Al Vertice di Londra, Von der Leyen: «Riarmare l’Europa». USA: «Trattare con noi la pace». Macron apre a Meloni
I punti chiave
- Lavrov: discussioni su forza di peacekeeper un’impudenza
- Starmer, Francia e Gb lavorano a un loro piano di pace
- Summit di Londra, la sfarzosa Lancaster House sede del vertice
- Re Carlo attende Zelensky, tutto pronto per il vertice di Londra
- Meloni vola a Londra dopo colloquio con Trump, vede Zelensky Starmer e leader Ue
- Il primo ministro canadese Justin Trudeau è partito per Londra
- Il primo ministro canadese Justin Trudeau è partito per Londra
Macron: «L’Italia sia al nostro fianco»
“Se vogliamo essere credibili come europei nel nostro sostegno a lungo termine all’Ucraina, dobbiamo essere in grado di fornire delle garanzie di sicurezza solide. Stiamo cercando di muovere le cose. E abbiamo bisogno dell’Italia, di un’Italia forte che agisca a fianco della Francia, della Germania, nel concerto delle grandi nazioni. Per questo ho invitato la premier Meloni, lo scorso 17 febbraio”. Così il presidente Macron in un’intervista a Il Foglio, domani in edicola. “E’ necessario che l’Italia sia al nostro fianco, che si impegni in questo percorso, e che lo faccia da grande paese europeo, sulla scia di quanto fece Draghi. Ora restiamo uniti”.

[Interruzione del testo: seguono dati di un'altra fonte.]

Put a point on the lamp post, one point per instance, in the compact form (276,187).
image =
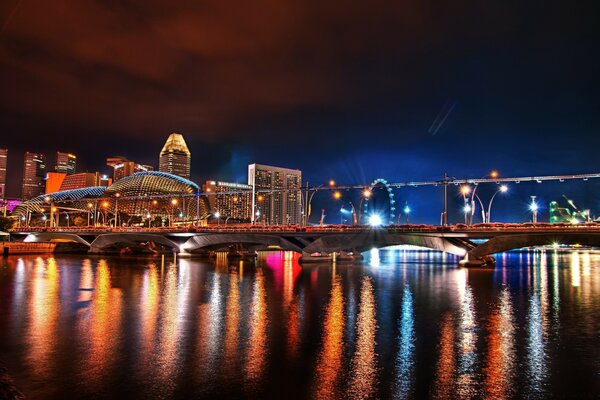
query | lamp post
(534,208)
(494,175)
(502,189)
(366,194)
(105,205)
(173,204)
(117,195)
(90,205)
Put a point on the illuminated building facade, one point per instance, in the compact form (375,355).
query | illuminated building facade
(123,167)
(155,194)
(65,163)
(175,157)
(34,172)
(232,200)
(3,161)
(54,181)
(82,180)
(283,204)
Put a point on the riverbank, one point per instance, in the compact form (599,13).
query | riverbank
(8,390)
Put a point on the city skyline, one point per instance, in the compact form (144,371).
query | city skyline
(426,89)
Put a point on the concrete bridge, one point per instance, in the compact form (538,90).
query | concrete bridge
(474,244)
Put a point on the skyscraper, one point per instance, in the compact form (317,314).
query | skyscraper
(175,157)
(123,167)
(277,196)
(3,160)
(65,163)
(231,199)
(34,172)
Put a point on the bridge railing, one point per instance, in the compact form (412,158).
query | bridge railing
(241,228)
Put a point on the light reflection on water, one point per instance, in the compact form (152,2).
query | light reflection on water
(402,325)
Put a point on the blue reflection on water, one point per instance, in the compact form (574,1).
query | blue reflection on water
(406,347)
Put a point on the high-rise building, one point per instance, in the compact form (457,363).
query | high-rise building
(3,161)
(83,180)
(65,163)
(123,167)
(232,200)
(54,181)
(175,157)
(34,172)
(277,196)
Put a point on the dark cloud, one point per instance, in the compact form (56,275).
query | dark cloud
(309,84)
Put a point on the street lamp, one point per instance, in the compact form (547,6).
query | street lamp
(534,208)
(366,194)
(407,212)
(117,195)
(502,189)
(90,205)
(173,204)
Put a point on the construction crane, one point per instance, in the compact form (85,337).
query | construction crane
(578,215)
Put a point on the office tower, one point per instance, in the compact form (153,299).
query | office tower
(34,172)
(3,161)
(81,180)
(65,163)
(54,181)
(232,200)
(175,157)
(123,167)
(277,196)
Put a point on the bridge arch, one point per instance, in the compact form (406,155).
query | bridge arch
(55,237)
(221,240)
(108,241)
(380,182)
(502,243)
(364,241)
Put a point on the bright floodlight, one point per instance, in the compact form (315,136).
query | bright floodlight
(375,220)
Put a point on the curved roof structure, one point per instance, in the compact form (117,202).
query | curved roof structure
(152,183)
(137,194)
(72,196)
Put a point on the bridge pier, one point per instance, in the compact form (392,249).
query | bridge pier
(483,261)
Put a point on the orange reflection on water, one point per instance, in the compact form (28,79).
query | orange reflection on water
(500,362)
(232,326)
(210,324)
(103,330)
(150,298)
(329,364)
(258,338)
(44,310)
(364,368)
(446,364)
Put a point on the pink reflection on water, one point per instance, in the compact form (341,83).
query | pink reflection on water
(364,368)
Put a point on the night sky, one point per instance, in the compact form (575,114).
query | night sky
(404,90)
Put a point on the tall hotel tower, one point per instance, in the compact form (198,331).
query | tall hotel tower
(34,172)
(3,160)
(65,163)
(277,196)
(175,157)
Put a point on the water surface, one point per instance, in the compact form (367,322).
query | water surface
(405,324)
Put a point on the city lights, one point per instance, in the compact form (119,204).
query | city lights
(375,220)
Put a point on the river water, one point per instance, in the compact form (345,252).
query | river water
(404,324)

Starmer: «Coalizione di volenterosi»
Il premier britannico ha detto di aver avuto un’interlocuzione col presidente Usa Donald Trump sulla questione. “Ho parlato col presidente Trump la scorsa notte. Non darò dettagli di quella conversazione, ma non avrei intrapreso questa strada se non fossi convinto che può portare a un esito positivo, garantendo che ci muoviamo insieme - Ucraina, Europa, Regno Unito e Stati uniti - verso una pace duratura”, ha detto Starmer.
Il capo de governo di Londra ha chiarito che “il grosso” lo dovrà fare l’Europa, ma avrà bisogno del sostegno degli Usa, aggiungendo di essere “d’accordo con Trump sulla necessità urgente di una pace duratura. Ora dobbiamo realizzarla insieme”.
Il premier britannico ha anche detto di non accettare l’idea che gli Usa possano essere considerati alleati “inaffidabili”: sono stati affidabili per decenni. Al piano britannico, ha aggiunto, “si sta lavorando insieme agli Stati uniti, e con il loro sostegno. Per questo motivo ho parlato con Trump ieri sera”.
Oggi il consigliere di sicurezza nazionale Usa Mike Waltz, parlando alla CNN, ha affermato che non ci dovrà “affrettare” su una discussione rispetto all’eventuale invio di truppe europee in Ucraina.
UK, aiuti militari a Kiev per 1,6 miliardi
Il premier britannico Keir Starmer ha annunciato un nuovo accordo per consentire all’Ucraina di utilizzare 1,6 miliardi di sterline (circa 2 miliardi di euro) in finanziamenti per acquistare 5.000 missili per la difesa aerea. Il primo ministro sta rispondendo alle domande dei giornalisti nella conferenza stampa dopo il vertice di Londra sull’Ucraina e sulla sicurezza europea. I missili “saranno vitali per proteggere le infrastrutture critiche e rafforzare l’Ucraina”, ha aggiunto Starmer.